Nerci alerta que as hepatites podem acometer qualquer faixa etária, contudo, crianças são acometidas por tipos específicos da doença. As chances do “cruzamento” entre as duas infecções, segundo a médica, diminuiria, se mais crianças tivessem sido vacinadas”, destaca a infectologista.

O exame, que teve resultado negativo para uma suspeita da doença no Ceará, era investigado pela Secretaria de Saúde do Estado. O caso chamou a atenção das autoridades de saúde e levantou o alerta, após os relatos registrados em um estudo publicado na revista científica The Lancet, onde pesquisadores da Imperial College, em Londres, no Reino Unido, e do Centro Médico Cedars Sinai, nos Estados Unidos, levantaram a teoria de que uma infecção prévia pela variante Ômicron teria relação com a hepatite infantil.

Segundo o texto científico, há a possibilidade de o vírus da variante deixar “rastros” no organismo, como pequenos reservatórios que permanecem no trato gastrointestinal (boca, faringe, esôfago, estômago, intestino delgado, intestino grosso, reto e ânus) e influenciam a inflamação exacerbada quando as crianças são infectadas pelo adenovírus que causa a hepatite.

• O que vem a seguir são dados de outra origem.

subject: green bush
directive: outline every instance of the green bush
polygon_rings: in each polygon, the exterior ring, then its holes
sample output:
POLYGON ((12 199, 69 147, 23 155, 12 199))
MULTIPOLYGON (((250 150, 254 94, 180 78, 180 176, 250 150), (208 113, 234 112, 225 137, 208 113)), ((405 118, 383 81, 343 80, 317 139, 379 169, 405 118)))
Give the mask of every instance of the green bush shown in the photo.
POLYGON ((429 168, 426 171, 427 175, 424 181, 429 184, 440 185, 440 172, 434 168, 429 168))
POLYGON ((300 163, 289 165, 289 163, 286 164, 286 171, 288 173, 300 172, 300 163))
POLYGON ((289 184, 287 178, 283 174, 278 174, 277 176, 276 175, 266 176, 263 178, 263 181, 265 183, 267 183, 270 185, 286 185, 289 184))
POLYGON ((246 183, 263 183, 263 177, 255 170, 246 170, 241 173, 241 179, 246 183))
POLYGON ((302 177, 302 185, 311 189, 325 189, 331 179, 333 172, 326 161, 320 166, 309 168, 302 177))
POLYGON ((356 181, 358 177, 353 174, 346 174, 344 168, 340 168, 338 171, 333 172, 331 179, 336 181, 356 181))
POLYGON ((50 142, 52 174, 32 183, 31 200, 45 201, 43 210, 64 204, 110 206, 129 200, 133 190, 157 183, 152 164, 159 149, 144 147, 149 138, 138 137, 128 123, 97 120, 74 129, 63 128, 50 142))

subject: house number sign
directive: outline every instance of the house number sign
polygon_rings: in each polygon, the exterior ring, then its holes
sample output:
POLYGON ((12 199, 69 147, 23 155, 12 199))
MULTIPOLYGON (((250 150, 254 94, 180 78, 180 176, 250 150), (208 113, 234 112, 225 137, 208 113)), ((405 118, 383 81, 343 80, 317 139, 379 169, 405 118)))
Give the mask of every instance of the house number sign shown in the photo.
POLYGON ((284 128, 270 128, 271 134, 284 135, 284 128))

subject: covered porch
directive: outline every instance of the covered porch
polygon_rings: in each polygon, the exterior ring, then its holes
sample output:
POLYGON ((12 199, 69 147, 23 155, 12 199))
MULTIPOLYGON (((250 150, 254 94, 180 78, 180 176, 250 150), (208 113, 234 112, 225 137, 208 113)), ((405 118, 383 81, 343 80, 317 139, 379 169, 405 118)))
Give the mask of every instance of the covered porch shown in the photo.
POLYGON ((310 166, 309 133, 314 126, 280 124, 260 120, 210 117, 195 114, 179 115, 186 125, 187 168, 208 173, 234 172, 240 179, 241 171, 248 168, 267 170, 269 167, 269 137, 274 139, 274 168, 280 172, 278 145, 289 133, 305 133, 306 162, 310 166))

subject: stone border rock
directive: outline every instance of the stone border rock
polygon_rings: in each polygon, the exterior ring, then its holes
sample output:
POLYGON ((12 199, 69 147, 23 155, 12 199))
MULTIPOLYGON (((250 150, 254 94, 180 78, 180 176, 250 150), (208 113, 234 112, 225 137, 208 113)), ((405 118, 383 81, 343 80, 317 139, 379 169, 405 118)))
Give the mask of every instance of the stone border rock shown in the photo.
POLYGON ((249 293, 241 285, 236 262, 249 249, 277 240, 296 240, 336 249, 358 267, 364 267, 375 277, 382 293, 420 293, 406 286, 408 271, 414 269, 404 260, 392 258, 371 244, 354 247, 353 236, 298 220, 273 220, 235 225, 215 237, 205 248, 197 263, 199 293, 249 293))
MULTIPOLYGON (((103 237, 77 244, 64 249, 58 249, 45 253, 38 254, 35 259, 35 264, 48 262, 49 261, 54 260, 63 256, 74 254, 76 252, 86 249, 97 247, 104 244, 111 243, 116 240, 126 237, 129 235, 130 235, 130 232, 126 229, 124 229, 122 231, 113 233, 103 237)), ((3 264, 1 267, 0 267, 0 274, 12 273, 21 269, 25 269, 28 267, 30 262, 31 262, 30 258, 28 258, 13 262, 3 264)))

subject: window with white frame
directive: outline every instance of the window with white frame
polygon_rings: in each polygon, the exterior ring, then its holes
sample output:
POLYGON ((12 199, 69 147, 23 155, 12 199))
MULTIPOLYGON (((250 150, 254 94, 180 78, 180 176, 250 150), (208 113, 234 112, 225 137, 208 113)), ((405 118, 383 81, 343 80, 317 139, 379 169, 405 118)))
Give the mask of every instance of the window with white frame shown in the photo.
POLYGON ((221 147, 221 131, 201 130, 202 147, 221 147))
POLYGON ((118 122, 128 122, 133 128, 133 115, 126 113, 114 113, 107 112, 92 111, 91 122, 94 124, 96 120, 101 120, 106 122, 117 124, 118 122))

Na opinião da infectologista pediátrica do Hospital Infantil Albert Sabin (Hias), Michelle Pinheiro, o tempo em que as crianças ficaram em isolamento domiciliar, por conta da pandemia, pode ter influenciado nas infecções. “Essas exposições acabam ocasionando a formação de acometimentos múltiplos e causando danos hepáticos maiores que podem levar à mutação do adenovírus”, explica, e finaliza. “Em outras palavras, o adenovírus que causava a hepatite, antes, pode não ser o mesmo que circula agora”, deduz.